Les épargnants belges ne savent toujours pas si la réforme en cours du précompte touchera à la fiscalité du compte d’épargne ou pas.
Difficile d’y voir clair dans la réforme en cours du précompte mobilier. En cause : le mécanisme qui prévoit une taxe complémentaire de 4 % pour les épargnants aux revenus mobiliers dépassant 20.000 euros. Comment le fisc saura-t-il si la barre des 20.000 euros est franchie ? Grâce aux informations communiquées par les sociétés belges qui versent des dividendes et les banques qui transmettront une série de renseignements au point de contact central, logé à la Banque nationale et chargé de vérifier si les revenus mobiliers d’un contribuable dépassent ce plafond.
Ne sont toutefois pas concernés les intérêts du bon d’Etat Leterme ainsi que les revenus mobiliers précomptés à 21 % et pour lesquels le contribuable à choisi de s’acquitter de la taxe supplémentaire de 4 %. Autre exception : la première tranche d’intérêts des comptes d’épargne qui sont exonérés de précompte mobilier (1.830 euros pour 2012). Ceux-ci n’entrent pas non plus dans le calcul des revenus mobiliers pour vérifier si le contribuable franchit ce seuil de 20.000 euros en vue d’appliquer cette fameuse cotisation de 4 %. Ils ne doivent donc pas être communiqués par les banques au point de contact en question.
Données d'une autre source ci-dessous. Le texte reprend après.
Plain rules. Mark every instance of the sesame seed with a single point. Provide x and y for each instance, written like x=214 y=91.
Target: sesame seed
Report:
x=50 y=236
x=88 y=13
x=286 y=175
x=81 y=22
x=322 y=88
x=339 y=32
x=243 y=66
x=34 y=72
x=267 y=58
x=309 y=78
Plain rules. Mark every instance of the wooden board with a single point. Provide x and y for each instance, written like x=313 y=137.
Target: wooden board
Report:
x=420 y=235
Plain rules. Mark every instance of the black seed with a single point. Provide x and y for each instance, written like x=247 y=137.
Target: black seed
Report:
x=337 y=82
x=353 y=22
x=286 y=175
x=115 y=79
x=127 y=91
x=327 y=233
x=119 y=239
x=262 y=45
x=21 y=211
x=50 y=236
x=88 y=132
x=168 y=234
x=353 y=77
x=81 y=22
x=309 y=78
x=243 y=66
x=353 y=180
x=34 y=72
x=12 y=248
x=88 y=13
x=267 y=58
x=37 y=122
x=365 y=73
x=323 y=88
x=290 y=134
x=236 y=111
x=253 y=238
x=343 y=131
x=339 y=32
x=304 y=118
C’est du moins ce qu’on affirme du côté de l’administration fiscale. Motif ? “Les intérêts générés par le compte d’épargne ne constituent pas des revenus mobiliers pour la partie exonérée”, avance Francis Adyns, porte-parole du SPF Finances. Un argument qui ne convainc pas François Parisis, professeur de droit fiscal à l’ULg. Pour lui, l’interprétation proposée par l’administration ne tient pas la route. “Autant dire que la poire n’est pas un fruit !”, rétorque-t-il. A son sens, l’esprit même de la loi (parue au Moniteur le 30 décembre) veut que tous les revenus mobiliers donnent lieu à communication, sauf ceux expressément exclus par le nouveau texte. “Il est pour le moins étonnant, poursuit-il, de prétendre qu’aucune communication n’aura lieu lorsque les intérêts sont inférieurs à 1.830 euros alors que celle-ci devrait avoir lieu si ce seuil est franchi.” Quid aussi des comptes avec plusieurs titulaires, des comptes en indivision ou encore du rôle exact des banques lorsque le contribuable vit en ménage. Autant de situations différentes qui doivent encore être clarifiées.
Une occasion en or
Discutable sur le plan juridique, la réforme pose aussi question sur un plan plus politique. Les contribuables aisés ont évité l’impôt sur la fortune ; les moins aisés doivent voir la fiscalité du compte d’épargne inchangée. A ceci près que la communication portant sur les intérêts des livrets est nécessaire pour débusquer les “cumulards” (ceux qui multiplient les comptes d’épargne pour bénéficier plusieurs fois de son exonération). Le nouveau secrétaire d’Etat John Crombez a là une occasion en or de prouver qu’il a la ferme intention de lutter contre toutes les formes de fraude, estime François Parisis, et notamment celle au livret qui est largement répandue. Cela constituerait une excellente entrée en matière. “Au risque de se voir reprocher de sélectionner les types de fraude en fonction d’intérêts partisans”, conclut-il.